Press Release  January 30, 2020

Stunning Ming Emperor's Seat Goes on Tour

© The Trustees of the British Museum lent by kind permission of the Trustees of the Sir Percival David Foundation

Side view, large hollow blue and white porcelain garden seat, Jingdezhen, 1573–1620.

One of the largest porcelains in the Sir Percival David Collection held at the British Museum, a beautiful glazed blue and white garden seat dating from the Ming dynasty (1368–1644), is set to tour the UK in 2020. This marks the first time that the seat has been lent to an external venue in the UK, presenting a rare opportunity to view the object outside of London as part of the British Museum’s National Programmes.

Traveling to museums in Manchester, Newcastle and Exeter, a variety of programming will be on offer at each venue to coincide with the British Museum Spotlight Loan, ranging from bespoke workshops to community engagement and lectures for university students. Each venue will display A Ming Emperor’s seat in a different context, ranging from the seat’s botanical connections to other cultures from around the world, utilizing each museum’s own collections.

© The Trustees of the British Museum lent by kind permission of the Trustees of the Sir Percival David Foundation

Top view, large hollow blue and white porcelain garden seat, Jingdezhen, 1573–1620.

The garden seat was made for the court of the Wanli Emperor (r.1573–1620), one of the longest reigning of all the Ming dynasty emperors. Crafted in Jingdezhen, the porcelain capital of China for over a thousand years, the seat gives an invaluable insight into Chinese court culture. Measuring nearly half a meter high, the large hollow seat may have been moved from inside court to the surrounding gardens, reflecting the needs of court life. The object features blue dragons surrounded by clouds, waves and a flaming jewel. Dense patterns of leaves and flowers ornament the sides which are pierced with intricate rings. The use of a dragon is significant because in China, dragons are used as an auspicious motif and as a shorthand symbol for the emperor himself.

© The Trustees of the British Museum lent by kind permission of the Trustees of the Sir Percival David Foundation

Bottom view, large hollow blue and white porcelain garden seat, Jingdezhen, 1573–1620.
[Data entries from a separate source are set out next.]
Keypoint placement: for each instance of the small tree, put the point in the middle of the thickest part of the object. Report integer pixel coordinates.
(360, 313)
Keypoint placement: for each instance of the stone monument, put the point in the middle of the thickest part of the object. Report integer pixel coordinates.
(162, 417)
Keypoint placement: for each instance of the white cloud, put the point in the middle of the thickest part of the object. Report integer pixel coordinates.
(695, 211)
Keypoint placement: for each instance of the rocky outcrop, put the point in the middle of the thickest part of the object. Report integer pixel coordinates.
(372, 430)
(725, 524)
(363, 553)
The Spotlight Loan follows on from the tenth anniversary of the arrival on long-term loan of the Sir Percival David Collection at the British Museum. During this ten-year period, the Spotlight Loan is only the second time that an object has been lent from the Sir Percival David Collection, following a loan of one of the ‘David’ vases to the Shanghai Museum in 2012. One of the foremost assemblages of Chinese ceramics in the world, the Collection comprises some 1,700 objects, primarily ceramics dating from the Song, Yuan, Ming and Qing dynasties, spanning a thousand years. The businessman and philanthropist, Sir Percival David (1892–1964) built up this extraordinary collection between 1914 and 1960, and was eager for his love of Chinese ceramics to be shared with a broad audience.

Jessica Harrison-Hall, Head of China Section at the British Museum says: “Thanks to the generosity of the Sir Percival David Foundation of Chinese Art, we are able to turn the spotlight on to this magnificent porcelain dragon seat and share it with three wonderful museums, their visitors, local and university communities.”
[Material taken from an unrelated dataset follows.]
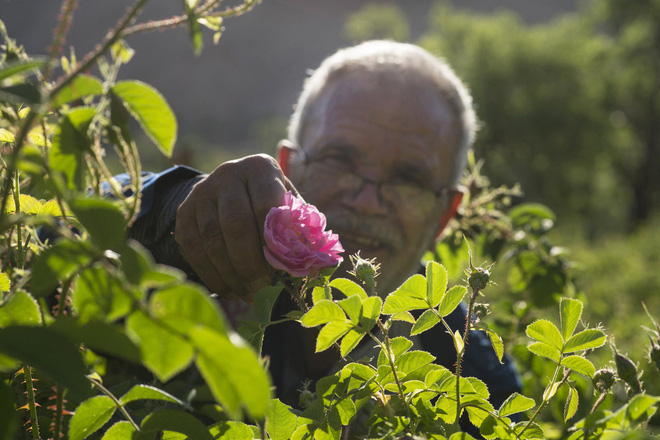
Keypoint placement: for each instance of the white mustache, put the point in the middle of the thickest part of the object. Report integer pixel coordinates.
(370, 228)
Maria Bojanowska, Dorset Foundation Head of National Programmes says: “'We are very excited to be working with museums across the UK to share the highlights of the British Museum's collection. This spectacular porcelain masterpiece will utterly enchant visitors and hopefully make new connections with the excellent Chinese collections at our partner museums.”

A British Museum Spotlight Loan A Ming Emperor’s seat will be on display at Manchester Museum from February 7 until April 19, 2020, Great North Museum: Hancock in Newcastle between April 25 and July 19, 2020 and at the Royal Albert Memorial Museum, Exeter from July 25 until October 18, 2020. Generously supported by the Sir Percival David Foundation of Chinese Art.